What This Means for Expats
The 2023 second-coverage population: roughly one in three Portuguese residents (around 3.3 million people) was covered by a private health-insurance contract, ADSE, SAMS or one of the smaller mutualist subsystems in 2023, with the share rising fastest among foreign residents — a function of the standard expat-package profile written by employer benefit programmes and of the take-up patterns the long-term-residence cohort displays once household income has stabilised. Expats sitting on the SNS-only side of the line carry the implicit cross-subsidy this report quantifies.
The IRS deduction window: the €1,000 deductible cap on out-of-pocket private health spend, applied at the 15% rate, has not been revised since 2017 and has lost roughly 20% of its real-terms value to cumulative inflation over the OE2018-OE2026 window. APHP and APS are pressing for both the cap and the rate to be revised; the OE2027 process is where any change would land.
The Médis-Multicare-Advancecare-Future-Healthcare four-operator structure: the four-named private-health-insurance operators between them carry roughly 80% of the Portuguese second-coverage book. Foreign-resident pricing varies materially on the questionnaire médico answers, on the age band and on whether the policy is anchored to a Médis, Multicare, Advancecare or Future-Healthcare hospital network; the EY-Parthenon report does not break out the operator-level competitive dynamics but the underlying market-share readings are in the ASF (Autoridade de Supervisão de Seguros e Fundos de Pensões) quarterly statistical bulletin.
The CRUE / NHS / S1 stack for EU expats: EU expats who arrive carrying an S1 portable-document from their home-country social-security system retain the full SNS-equivalent benefit profile without paying into the private-insurance side.

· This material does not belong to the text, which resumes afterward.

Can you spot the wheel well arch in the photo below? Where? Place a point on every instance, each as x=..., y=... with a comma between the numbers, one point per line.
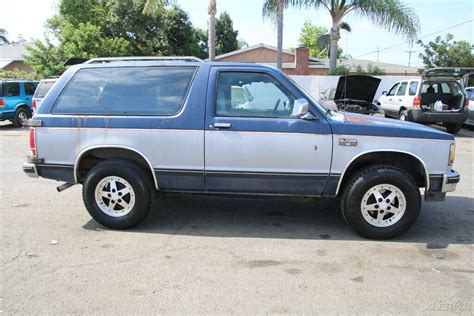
x=90, y=156
x=410, y=163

The CRUE registration guide walks through the joining-up of the residency certificate, the S1 lodging at the Centro Distrital de Segurança Social, and the SNS Número de Utente assignment that follows.
The provider-network choice mechanic: for foreign residents who do take out a Portuguese private-health-insurance contract, the standard market choice is between Médis (the BCP-Ageas-owned platform anchored to the CUF, Lusíadas and Hospital da Luz networks), Multicare (Fidelidade's platform anchored to the Luz Saúde network), Advancecare (a network-rental operator), and Future-Healthcare (an open-network broker). Each writes a different waiting-period structure for pre-existing conditions and a different reimbursement schedule for out-of-network use, which is the operational consequence of the report's 'clearer pricing' ask.